Digitalisierung der Verwaltung erreicht neuen Meilenstein: Antrag auf Digitalisierung nun auch online möglich

Digitalisierung der Verwaltung erreicht neuen Meilenstein: Antrag auf Digitalisierung nun auch online möglich

Ministerium spricht von wichtigem Signal an die Bürgerinnen und Bürger

BERLIN – Nach jahrelanger Vorbereitung können Bürgerinnen und Bürger den Antrag auf digitale Bearbeitung ihrer Verwaltungsangelegenheiten ab sofort erstmals auch digital stellen. Zuvor musste dieser Antrag ausschließlich persönlich und in Papierform beim zuständigen Amt eingereicht werden.

Ein Formular für die Digitalisierung selbst

Nach Angaben des Ministeriums handelt es sich um einen entscheidenden Zwischenschritt auf dem Weg zu einer vollständig digitalen Verwaltung. Wer künftig wolle, dass sein eigentliches Anliegen digital bearbeitet werde, könne dies nun bequem über ein Onlineformular beantragen, das seinerseits in den kommenden Jahren ebenfalls digitalisiert werden solle.

Ein Sprecher erklärte, man habe sich bewusst für ein stufenweises Vorgehen entschieden, da eine zu schnelle Digitalisierung sämtlicher Verwaltungsprozesse gleichzeitig für Bürgerinnen und Bürger nur schwer nachvollziehbar wäre.

Praktische Hürden im Detail

Um das neue Onlineformular nutzen zu können, ist weiterhin ein persönliches Erscheinen beim zuständigen Amt erforderlich, um die notwendige digitale Identifikationsnummer zu beantragen. Diese wird nach Bearbeitung postalisch zugestellt und ist ausschließlich in Kombination mit einem separat zu beantragenden Kartenlesegerät nutzbar.

Ein Behördenvertreter räumte ein, dass der gesamte Vorgang in der Praxis derzeit noch etwas länger dauere als die bisherige Papierform, sehe darin jedoch lediglich vorübergehende Kinderkrankheiten, die im Zuge weiterer Digitalisierungsschritte behoben würden.

Reaktionen aus der Bevölkerung

Erste Nutzerinnen und Nutzer berichteten von gemischten Erfahrungen.
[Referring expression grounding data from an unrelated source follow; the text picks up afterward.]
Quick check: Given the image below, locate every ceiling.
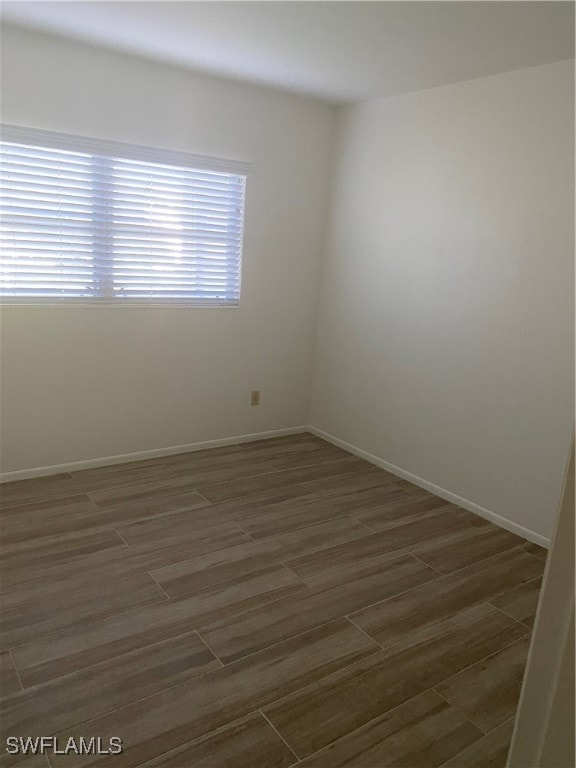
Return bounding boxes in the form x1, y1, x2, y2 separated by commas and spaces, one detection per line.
2, 1, 574, 104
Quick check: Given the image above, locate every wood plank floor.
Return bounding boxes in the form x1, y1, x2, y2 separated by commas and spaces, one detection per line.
0, 433, 547, 767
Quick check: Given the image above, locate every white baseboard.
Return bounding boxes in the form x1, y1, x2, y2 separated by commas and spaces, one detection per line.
0, 426, 309, 483
1, 422, 552, 548
309, 425, 550, 548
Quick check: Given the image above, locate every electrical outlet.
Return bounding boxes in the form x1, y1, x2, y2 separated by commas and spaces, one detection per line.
251, 390, 260, 406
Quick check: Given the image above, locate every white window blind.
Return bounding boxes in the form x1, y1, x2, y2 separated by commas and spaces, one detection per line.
0, 125, 248, 305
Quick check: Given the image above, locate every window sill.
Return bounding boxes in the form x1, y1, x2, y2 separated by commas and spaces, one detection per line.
0, 301, 241, 309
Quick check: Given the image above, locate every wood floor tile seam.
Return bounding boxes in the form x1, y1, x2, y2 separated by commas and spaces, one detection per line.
230, 520, 257, 541
349, 601, 530, 665
241, 511, 372, 553
260, 608, 528, 761
0, 560, 140, 606
267, 456, 366, 476
1, 492, 99, 518
191, 464, 294, 493
278, 548, 440, 592
4, 561, 309, 659
1, 526, 128, 557
7, 596, 526, 696
236, 435, 316, 450
0, 541, 532, 654
184, 559, 439, 664
0, 549, 126, 594
250, 512, 372, 549
4, 528, 528, 642
489, 614, 536, 633
192, 489, 212, 506
409, 552, 445, 576
114, 516, 380, 594
351, 518, 378, 533
321, 552, 444, 617
155, 558, 309, 605
191, 630, 225, 670
435, 716, 517, 768
485, 604, 535, 633
4, 625, 222, 698
2, 593, 171, 654
258, 508, 403, 561
0, 477, 75, 509
131, 684, 484, 768
16, 621, 381, 746
6, 648, 24, 694
295, 482, 312, 490
100, 498, 221, 535
259, 709, 300, 763
280, 506, 501, 581
1, 557, 168, 601
109, 704, 304, 768
495, 575, 543, 592
1, 499, 213, 551
240, 456, 374, 484
349, 500, 462, 527
203, 476, 367, 515
345, 616, 386, 652
195, 613, 381, 676
520, 548, 549, 564
9, 568, 307, 687
7, 640, 229, 740
129, 711, 301, 768
145, 514, 371, 585
79, 468, 182, 497
386, 514, 497, 553
520, 543, 549, 560
277, 686, 486, 765
3, 450, 338, 510
1, 505, 216, 561
424, 542, 535, 580
3, 468, 206, 509
146, 571, 173, 601
199, 478, 378, 524
174, 464, 286, 486
431, 687, 490, 735
194, 557, 444, 664
343, 544, 543, 619
398, 483, 429, 498
111, 527, 130, 547
426, 628, 531, 729
278, 560, 311, 583
1, 578, 171, 641
222, 486, 322, 520
86, 506, 213, 538
297, 475, 393, 500
85, 490, 196, 514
Eine Antragstellerin erklärte, sie habe für die Beantragung der digitalen Bearbeitung insgesamt drei Behördengänge sowie zwei Wochen Wartezeit benötigt, sei am Ende jedoch stolz darauf, nun offiziell Teil der digitalen Verwaltung zu sein.

Weitere Digitalisierungsschritte geplant

Für das kommende Jahr ist bereits die Einführung eines Antragsformulars für die Beschleunigung von Antragsverfahren angekündigt, das nach aktuellem Planungsstand ebenfalls zunächst in Papierform bei der zuständigen Behörde eingereicht werden muss.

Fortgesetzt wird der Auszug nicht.